El olor del humo comenzó a hacernos lagrimear. A través de las nubes el rostro de Ale se volvió difuso, un barco temerario navegando a la deriva. Tuve que mirar al piso para no salir corriendo de ahí.
- Vamos. - volvió a decir.
Caminamos sin hablar mucho, yo reía a veces de las ocurrencias de Seba, y Ale iba con la barbilla casi en el pecho, callado como un cementerio a la noche. Y con todo lo ominoso que eso implicaba.

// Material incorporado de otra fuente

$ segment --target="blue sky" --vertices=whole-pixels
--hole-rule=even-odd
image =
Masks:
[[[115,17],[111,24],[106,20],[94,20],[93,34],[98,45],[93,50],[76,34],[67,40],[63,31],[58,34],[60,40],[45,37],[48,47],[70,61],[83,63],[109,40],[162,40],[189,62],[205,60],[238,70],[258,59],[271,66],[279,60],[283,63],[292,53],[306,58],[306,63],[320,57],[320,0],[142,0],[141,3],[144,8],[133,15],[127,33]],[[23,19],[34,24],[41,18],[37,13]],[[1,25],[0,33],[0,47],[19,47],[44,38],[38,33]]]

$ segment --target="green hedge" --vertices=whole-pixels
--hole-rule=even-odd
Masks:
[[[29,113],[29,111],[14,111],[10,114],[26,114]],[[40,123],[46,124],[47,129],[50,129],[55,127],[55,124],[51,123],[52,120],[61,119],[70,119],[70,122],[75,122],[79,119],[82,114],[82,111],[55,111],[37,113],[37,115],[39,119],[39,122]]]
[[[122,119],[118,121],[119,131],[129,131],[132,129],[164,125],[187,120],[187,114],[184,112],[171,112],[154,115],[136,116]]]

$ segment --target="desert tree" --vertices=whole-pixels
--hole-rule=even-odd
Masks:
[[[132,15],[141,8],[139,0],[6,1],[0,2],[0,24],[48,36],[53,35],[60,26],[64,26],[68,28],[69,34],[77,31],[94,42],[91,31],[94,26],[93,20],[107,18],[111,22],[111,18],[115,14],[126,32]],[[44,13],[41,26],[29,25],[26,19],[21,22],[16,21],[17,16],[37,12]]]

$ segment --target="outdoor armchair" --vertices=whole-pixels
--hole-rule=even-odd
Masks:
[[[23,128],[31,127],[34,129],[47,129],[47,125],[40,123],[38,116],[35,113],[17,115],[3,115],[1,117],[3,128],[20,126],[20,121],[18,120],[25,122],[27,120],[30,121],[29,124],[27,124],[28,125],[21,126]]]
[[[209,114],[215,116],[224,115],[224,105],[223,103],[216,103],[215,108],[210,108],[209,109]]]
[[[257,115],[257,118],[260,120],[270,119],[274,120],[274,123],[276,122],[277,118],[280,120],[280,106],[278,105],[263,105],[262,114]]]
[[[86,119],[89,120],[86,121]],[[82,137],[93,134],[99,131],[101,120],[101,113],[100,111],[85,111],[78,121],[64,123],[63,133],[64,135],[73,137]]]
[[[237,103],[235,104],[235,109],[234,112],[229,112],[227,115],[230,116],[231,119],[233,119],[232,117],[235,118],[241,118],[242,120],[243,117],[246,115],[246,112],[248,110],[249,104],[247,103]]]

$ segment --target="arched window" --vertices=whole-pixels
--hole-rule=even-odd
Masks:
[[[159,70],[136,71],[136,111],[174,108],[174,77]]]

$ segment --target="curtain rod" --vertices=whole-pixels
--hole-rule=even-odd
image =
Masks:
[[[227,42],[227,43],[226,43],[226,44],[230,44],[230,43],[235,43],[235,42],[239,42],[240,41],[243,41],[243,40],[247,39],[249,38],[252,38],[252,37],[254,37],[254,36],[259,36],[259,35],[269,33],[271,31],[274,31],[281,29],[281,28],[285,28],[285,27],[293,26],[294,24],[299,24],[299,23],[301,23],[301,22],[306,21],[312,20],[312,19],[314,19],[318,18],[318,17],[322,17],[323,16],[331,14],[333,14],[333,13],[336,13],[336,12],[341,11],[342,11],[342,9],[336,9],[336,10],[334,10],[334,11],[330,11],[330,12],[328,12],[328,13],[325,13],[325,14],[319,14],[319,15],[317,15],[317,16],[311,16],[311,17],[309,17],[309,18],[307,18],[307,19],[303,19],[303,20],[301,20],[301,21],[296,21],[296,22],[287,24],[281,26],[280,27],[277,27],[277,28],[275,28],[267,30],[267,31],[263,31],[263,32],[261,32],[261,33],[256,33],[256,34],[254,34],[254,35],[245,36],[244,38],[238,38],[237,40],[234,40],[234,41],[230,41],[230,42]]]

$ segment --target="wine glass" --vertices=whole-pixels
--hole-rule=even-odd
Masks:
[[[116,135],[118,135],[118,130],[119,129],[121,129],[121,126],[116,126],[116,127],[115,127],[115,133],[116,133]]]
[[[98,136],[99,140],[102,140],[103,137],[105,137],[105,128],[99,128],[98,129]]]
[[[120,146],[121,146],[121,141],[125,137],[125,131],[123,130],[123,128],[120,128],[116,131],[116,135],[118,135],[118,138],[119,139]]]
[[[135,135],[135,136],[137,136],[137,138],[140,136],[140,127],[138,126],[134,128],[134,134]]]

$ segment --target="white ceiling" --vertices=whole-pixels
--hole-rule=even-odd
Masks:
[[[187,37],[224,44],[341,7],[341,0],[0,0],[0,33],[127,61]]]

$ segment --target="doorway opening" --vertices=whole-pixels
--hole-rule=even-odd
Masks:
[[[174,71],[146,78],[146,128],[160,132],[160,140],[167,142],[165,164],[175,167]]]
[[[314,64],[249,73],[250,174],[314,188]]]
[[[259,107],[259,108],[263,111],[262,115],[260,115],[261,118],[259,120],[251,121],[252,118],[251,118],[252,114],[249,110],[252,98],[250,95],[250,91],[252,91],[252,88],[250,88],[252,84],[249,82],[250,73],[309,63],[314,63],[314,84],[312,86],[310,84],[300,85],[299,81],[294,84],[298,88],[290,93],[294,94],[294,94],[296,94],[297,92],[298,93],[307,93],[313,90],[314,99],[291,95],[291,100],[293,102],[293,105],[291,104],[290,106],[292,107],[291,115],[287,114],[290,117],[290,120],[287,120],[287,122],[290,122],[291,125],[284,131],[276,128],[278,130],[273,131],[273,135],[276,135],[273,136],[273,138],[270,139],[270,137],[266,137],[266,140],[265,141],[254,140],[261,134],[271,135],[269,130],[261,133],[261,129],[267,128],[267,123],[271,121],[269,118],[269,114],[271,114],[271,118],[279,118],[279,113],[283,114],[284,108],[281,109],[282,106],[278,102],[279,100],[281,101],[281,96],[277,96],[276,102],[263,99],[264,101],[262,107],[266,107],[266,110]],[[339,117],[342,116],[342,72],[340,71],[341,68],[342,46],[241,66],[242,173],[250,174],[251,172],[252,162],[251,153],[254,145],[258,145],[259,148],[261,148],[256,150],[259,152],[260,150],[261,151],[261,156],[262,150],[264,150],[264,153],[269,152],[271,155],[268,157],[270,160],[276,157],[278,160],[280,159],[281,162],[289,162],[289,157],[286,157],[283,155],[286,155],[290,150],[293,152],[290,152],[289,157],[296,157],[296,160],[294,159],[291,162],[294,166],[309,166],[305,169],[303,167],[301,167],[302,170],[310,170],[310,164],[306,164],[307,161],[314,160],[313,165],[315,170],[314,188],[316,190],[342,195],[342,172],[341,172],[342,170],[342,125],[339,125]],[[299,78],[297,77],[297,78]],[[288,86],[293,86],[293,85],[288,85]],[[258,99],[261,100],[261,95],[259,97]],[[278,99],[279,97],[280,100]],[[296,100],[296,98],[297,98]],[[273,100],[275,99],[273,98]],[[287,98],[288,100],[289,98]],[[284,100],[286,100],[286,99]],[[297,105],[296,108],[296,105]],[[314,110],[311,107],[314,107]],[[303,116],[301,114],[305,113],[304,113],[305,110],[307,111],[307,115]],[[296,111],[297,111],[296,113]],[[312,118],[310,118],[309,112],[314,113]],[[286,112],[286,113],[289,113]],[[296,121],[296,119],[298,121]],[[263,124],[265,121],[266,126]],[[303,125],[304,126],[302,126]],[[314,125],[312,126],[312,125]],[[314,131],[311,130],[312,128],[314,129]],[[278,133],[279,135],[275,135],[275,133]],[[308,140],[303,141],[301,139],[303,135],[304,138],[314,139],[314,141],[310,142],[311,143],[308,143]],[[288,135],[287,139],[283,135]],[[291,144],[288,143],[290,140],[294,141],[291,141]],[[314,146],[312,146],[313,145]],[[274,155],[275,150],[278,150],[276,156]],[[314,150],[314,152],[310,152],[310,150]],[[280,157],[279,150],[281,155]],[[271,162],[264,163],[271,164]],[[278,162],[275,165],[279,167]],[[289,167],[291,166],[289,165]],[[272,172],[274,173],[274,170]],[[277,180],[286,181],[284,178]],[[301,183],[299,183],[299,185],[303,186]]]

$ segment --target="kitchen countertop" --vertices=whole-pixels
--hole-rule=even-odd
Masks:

Al llegar a su hogar nos indicó que esperásemos en una verja dos casas antes. Escuchamos el lamento de la hinchada puerta de madera al abrirse, y los ruidos que nos decían que seguía allí se perdieron en la quietud de la tarde.
Recuerdo que una helada ráfaga se alzó: allí estaban los heraldos del invierno.
Cruce los brazos y puse mis manos contra las costillas, castañeando los dientes.
Seba no se rió. Ahora que estábamos solos no se le veía humor alguno.
- ¿Están locos? - dijo.
El automóvil del padre de un amigo en común pasó por la calle, y el conductor alzó la mano. Hicimos lo mismo.
- ¿Están? ¿No estás con nosotros che?
Seba se frotó las manos.
No sabía que responder. Yo le quería decir que el único loco era Alejandro, pero no sabía como. En la amistad hay veces que todo se tolera. Incluso las locuras. Creo que esa es la base de que todavía la gente siga creyendo en ella.
- Si... si los dos decimos...
Escuchamos la puerta otra vez y ambos nos sobresaltamos. Allí venía nuestro amigo con las manos en el bolsillo. Pasó por entre nosotros y no se detuvo.
- ¿Que esperan? - dijo, y siguió caminando.
Fuimos detrás de él.
La noche arañaba el cielo, desgarrándolo. O eso pensaba yo, que siempre vi a la noche como un ser que todo lo devoraba con sibarita paciencia.
Entramos a los predios del ferrocarril.
- Ahí - dijo Ale.
Cada vez el silencio era peor, más presagioso, cargado de algo indescifrable.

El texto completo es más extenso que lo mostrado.